Project Demonstrates Removal of Water from Ultrafine Coal Waste
A novel technology that could help release some currently unusable energy in an estimated 2 billion tons of coal waste in the U.S. has been demonstrated by a Department of Energy–supported project, the federal body said on Tuesday.
The DOE said that a full-scale test of the so-called “advanced hyperbaric centrifuge technology” at a Jim Walter Resources Inc. coal-cleaning plant in Alabama resulted in the “successful reduction of moisture from ultrafine coal waste.” The test conducted by the DOE’s National Energy Technology Laboratory (NETL), the Virginia Polytechnic Institute, and the State University (Virginia Tech) reportedly used the patented process to effectively remove water from very fine coal “slurries,” or a mixture of waste coal “fines” and water.
According to the DOE, U.S. coal producers each year discard large amounts of moisture-laden fines (small, coarse coal particles) that are typically deposited in containment ponds or impoundments as a slurry. “In some cases the water is evaporated to stabilize the deposits before they are recovered in surface reclamation; in others, the waste coal—which represents a potentially useful energy resource—is not recovered for a variety of technological, operational, market, or other reasons,” the DOE said.
The technology is aimed at separating the fine coal particles from water, allowing their recovery for energy while simultaneously cleaning up the environment and providing jobs in the coal-cleaning industry. “The technology represents a major step forward in clean coal separation and could pave the way not only for the use of billions of tons of waste, but also the 70 million to 90 million tons of fine coal refuse added to slurry impoundments by the U.S. coal industry each year,” the DOE said.
Developed and patented by researchers at Virginia Tech, the hyperbaric centrifuge technology was subsequently sublicensed to Decanter Machine Inc., of Johnson City, Tenn., which built the initial prototype unit that successfully dewatered fine coal to a level of 13% to 19% moisture at a rate of 30 gallons per minute. Coal recovery from the sludge was reportedly greater than 97%.
Decanter Machine then constructed a full-scale commercial unit capable of handling 600 gallons of slurry per minute. Jim Walter Resources successfully tested the full-scale commercial unit at the greater rate, again dewatering the ultrafine coal to less than 20% moisture by applying a combination of air pressure and centrifugal force to significantly reduce moisture.

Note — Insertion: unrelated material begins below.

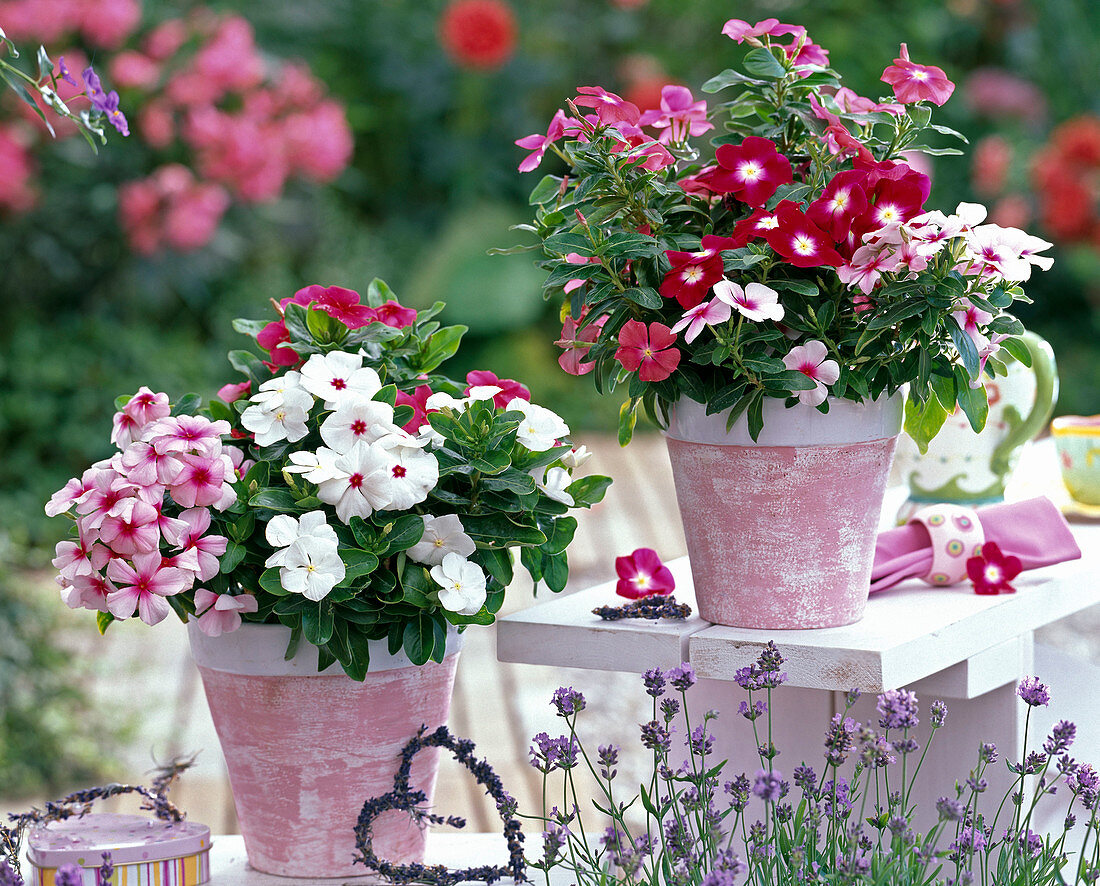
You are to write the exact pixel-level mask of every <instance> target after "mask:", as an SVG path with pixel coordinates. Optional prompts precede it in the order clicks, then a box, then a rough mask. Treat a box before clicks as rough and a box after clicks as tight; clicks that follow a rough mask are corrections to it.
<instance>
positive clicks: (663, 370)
mask: <svg viewBox="0 0 1100 886" xmlns="http://www.w3.org/2000/svg"><path fill="white" fill-rule="evenodd" d="M618 340H619V347H618V349H617V350H616V351H615V359H616V360H618V361H619V363H621V364H623V367H624V368H626V369H628V370H630V371H631V372H635V371H636V372H637V373H638V378H639V379H641V380H642V381H643V382H660V381H663V380H664V379H668V378H669V375H671V374H672V373H673V372H675V369H676V367H678V365H680V350H679V349H678V348H674V347H672V346H673V344H675V341H676V337H675V335H674V333H673V332H672V330H671V329H669V327H667V326H665V325H664V324H660V322H651V324H650V325H649V328H648V329H647V328H646V324H643V322H641V321H640V320H627V321H626V322H625V324H624V325H623V328H621V329H620V330H619V339H618Z"/></svg>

“The success of the hyperbaric centrifuge has addressed a variety of issues associated with the coal-cleaning process,” the DOE said. “In the past, removing moisture from very fine coal particles had been difficult. Methods typically used, such as thermal dryers or mechanical dewatering, had either proven too costly or had been unable to dewater ultrafine coal particles of 0.1 millimeters or less.”